Some, like Mark Burnett’s “Pirate Master,” will get an early launch in the summer.
Comedy-wise, CBS continues to have plenty of multicamera options — but it’s also venturing into single-cam territory with the provocatively titled “Fugly” (which may be eventually get a new name), a half-hour about siblings who move to Hollywood.
There’s also “1321 Clover,” a family comedy that will be shot documentary style.
Also getting some buzz is “I’m in Hell,” both for its star (Jason Biggs) and its concept (selfish man dies and literally gets a new lease on life). And Chuck Lorre, creator of the Eye’s top-rated “Two and a Half Men,” has teamed with Bill Prady for “The Big Bang Theory,” in which Average Joes get to hook up with very hot women.
THE QUESTION MARKS
Toughest decision facing CBS suits is what to do with “Jericho,” the spooky Wednesday drama that’s got a decent dose of buzz but just so-so ratings. Execs have been pleased with its creative direction, so it’ll be interesting to see how much patience the usually trigger-happy net has with a show it loves.
Another show with some critical support, laffer “The Class,” is a much longer shot. Its fate almost certainly rides on whether CBS decides to air comedies on a night other than Monday.
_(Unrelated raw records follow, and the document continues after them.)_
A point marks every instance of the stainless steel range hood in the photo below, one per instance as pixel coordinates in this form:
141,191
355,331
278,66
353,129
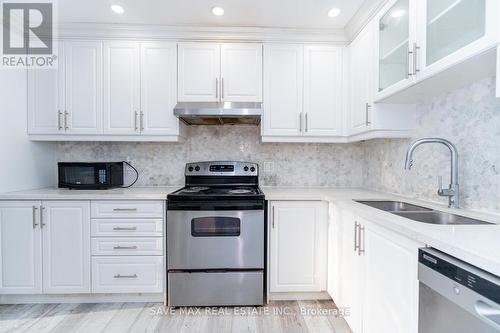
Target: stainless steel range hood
219,113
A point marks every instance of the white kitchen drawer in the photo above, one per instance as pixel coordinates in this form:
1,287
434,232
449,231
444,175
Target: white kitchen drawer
119,209
127,246
127,274
127,227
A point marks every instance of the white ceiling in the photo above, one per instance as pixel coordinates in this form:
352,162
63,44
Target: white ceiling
238,13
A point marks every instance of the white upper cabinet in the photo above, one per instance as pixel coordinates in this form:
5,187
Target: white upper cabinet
322,90
298,246
419,40
83,87
283,90
361,79
199,72
46,100
20,248
65,228
396,46
302,92
241,72
212,72
158,88
121,87
450,31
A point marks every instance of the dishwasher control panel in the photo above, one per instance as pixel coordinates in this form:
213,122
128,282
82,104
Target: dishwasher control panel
474,278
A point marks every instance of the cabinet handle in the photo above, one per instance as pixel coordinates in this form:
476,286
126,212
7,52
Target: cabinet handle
124,228
415,52
119,276
66,120
216,88
356,225
409,54
367,113
34,216
124,209
118,247
59,115
361,240
273,218
222,88
41,217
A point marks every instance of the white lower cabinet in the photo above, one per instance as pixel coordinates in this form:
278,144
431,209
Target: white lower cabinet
128,246
390,282
20,248
45,247
127,274
378,282
66,247
57,248
298,246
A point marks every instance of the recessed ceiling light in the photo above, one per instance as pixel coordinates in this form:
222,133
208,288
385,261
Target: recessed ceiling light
117,9
334,12
218,11
398,13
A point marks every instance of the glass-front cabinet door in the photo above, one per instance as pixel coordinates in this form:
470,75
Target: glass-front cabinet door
395,45
451,25
451,31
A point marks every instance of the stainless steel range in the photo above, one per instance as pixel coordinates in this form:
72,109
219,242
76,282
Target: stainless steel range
216,236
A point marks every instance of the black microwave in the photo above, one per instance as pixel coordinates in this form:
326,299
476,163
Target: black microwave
90,176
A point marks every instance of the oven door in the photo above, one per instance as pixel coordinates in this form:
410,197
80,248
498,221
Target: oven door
201,240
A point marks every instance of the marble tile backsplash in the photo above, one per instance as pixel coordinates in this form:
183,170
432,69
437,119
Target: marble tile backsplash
470,118
162,164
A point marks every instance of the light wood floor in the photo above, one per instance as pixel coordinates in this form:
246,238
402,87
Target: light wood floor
301,316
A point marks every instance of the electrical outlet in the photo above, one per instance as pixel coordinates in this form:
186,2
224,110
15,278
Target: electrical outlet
268,166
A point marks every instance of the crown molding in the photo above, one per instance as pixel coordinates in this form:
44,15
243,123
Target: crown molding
363,16
163,32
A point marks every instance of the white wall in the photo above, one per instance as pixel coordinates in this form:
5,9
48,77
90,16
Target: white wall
23,164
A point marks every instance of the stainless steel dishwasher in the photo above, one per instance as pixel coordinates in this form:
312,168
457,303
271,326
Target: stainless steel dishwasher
456,297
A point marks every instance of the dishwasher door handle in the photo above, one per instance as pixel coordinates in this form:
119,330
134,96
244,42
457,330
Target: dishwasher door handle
490,314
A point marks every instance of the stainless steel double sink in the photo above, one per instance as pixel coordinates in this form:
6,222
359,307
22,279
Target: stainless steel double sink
421,214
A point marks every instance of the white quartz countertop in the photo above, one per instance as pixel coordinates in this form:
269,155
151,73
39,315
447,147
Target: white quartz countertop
477,244
133,193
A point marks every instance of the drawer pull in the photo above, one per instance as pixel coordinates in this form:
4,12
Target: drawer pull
118,247
124,228
119,276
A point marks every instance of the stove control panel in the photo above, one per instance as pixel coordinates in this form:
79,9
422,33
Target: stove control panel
222,168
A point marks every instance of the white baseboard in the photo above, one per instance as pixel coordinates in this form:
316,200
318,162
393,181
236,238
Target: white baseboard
81,298
302,296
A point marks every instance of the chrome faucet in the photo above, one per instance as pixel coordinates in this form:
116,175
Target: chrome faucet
452,192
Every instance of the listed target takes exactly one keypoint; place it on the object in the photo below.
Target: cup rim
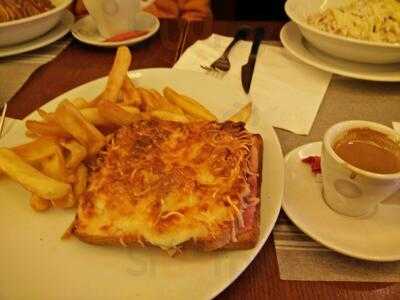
(347, 125)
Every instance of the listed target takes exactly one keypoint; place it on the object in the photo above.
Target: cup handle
(393, 199)
(146, 3)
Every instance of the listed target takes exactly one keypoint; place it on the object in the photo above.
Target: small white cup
(115, 16)
(347, 189)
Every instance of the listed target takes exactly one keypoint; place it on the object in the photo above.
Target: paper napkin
(396, 126)
(284, 90)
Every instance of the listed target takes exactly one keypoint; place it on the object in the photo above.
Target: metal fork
(3, 119)
(222, 63)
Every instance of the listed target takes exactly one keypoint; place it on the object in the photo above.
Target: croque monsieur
(175, 186)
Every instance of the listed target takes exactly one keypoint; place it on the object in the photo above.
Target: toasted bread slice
(174, 185)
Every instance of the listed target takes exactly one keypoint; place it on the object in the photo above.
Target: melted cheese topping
(167, 183)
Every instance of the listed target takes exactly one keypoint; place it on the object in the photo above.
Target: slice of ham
(126, 36)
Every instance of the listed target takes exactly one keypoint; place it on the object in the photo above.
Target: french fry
(80, 103)
(115, 114)
(72, 121)
(39, 204)
(46, 116)
(92, 115)
(117, 74)
(46, 129)
(131, 95)
(76, 153)
(188, 105)
(80, 183)
(148, 100)
(30, 178)
(169, 116)
(55, 167)
(67, 201)
(243, 115)
(37, 150)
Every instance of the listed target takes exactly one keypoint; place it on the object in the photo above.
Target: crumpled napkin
(284, 90)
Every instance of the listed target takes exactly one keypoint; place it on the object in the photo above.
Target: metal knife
(248, 69)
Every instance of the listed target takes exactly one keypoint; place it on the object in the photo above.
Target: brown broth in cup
(369, 150)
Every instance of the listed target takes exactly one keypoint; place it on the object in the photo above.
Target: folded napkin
(284, 90)
(22, 66)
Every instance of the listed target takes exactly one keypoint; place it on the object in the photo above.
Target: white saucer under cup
(85, 30)
(60, 30)
(375, 238)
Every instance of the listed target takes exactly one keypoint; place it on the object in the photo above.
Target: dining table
(80, 63)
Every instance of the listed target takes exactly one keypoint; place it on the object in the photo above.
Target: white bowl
(22, 30)
(336, 45)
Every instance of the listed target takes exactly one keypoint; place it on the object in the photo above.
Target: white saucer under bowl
(294, 42)
(85, 30)
(375, 238)
(53, 35)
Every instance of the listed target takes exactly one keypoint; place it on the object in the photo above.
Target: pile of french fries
(52, 166)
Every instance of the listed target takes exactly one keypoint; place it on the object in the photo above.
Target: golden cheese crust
(174, 186)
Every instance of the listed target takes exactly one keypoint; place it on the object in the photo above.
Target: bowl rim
(56, 9)
(335, 36)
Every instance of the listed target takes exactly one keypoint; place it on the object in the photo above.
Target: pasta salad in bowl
(366, 31)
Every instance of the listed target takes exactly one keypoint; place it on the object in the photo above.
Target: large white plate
(375, 238)
(53, 35)
(35, 262)
(294, 42)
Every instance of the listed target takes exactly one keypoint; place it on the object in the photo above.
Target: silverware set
(222, 64)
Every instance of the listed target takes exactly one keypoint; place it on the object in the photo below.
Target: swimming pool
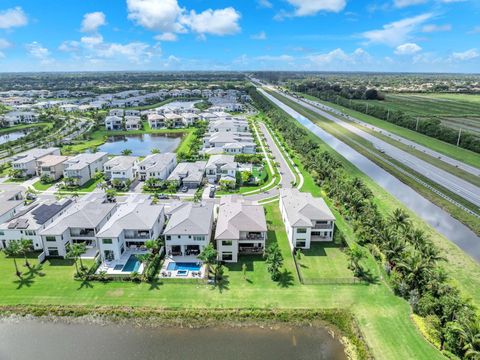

And, since CBS hasn’t actually picked up any shows for next season (save for two more editions of “Survivor”), a bunch of its shows remain (technically) on the bubble: “The Unit,” “Old Christine” and even “How I Met Your Mother.”
THE BOTTOM LINE
Given how heavily it’s invested in riskier fare, change is almost certainly coming to CBS this fall. The real question will be how much of Tassler’s slate gets the go-ahead from CBS Corp. supremo Moonves.
Moonves is proudly old-school when it comes to programming. But after some initial cautiousness about new media, the exec has transformed the Eye into one of the market leaders when it comes to embracing new technologies.
Whatever choices the net makes, Tassler thinks CBS is ready to evolve.
“We really have the strength and flexibility to really look at adding some surprising elements to the schedule this year,” she says.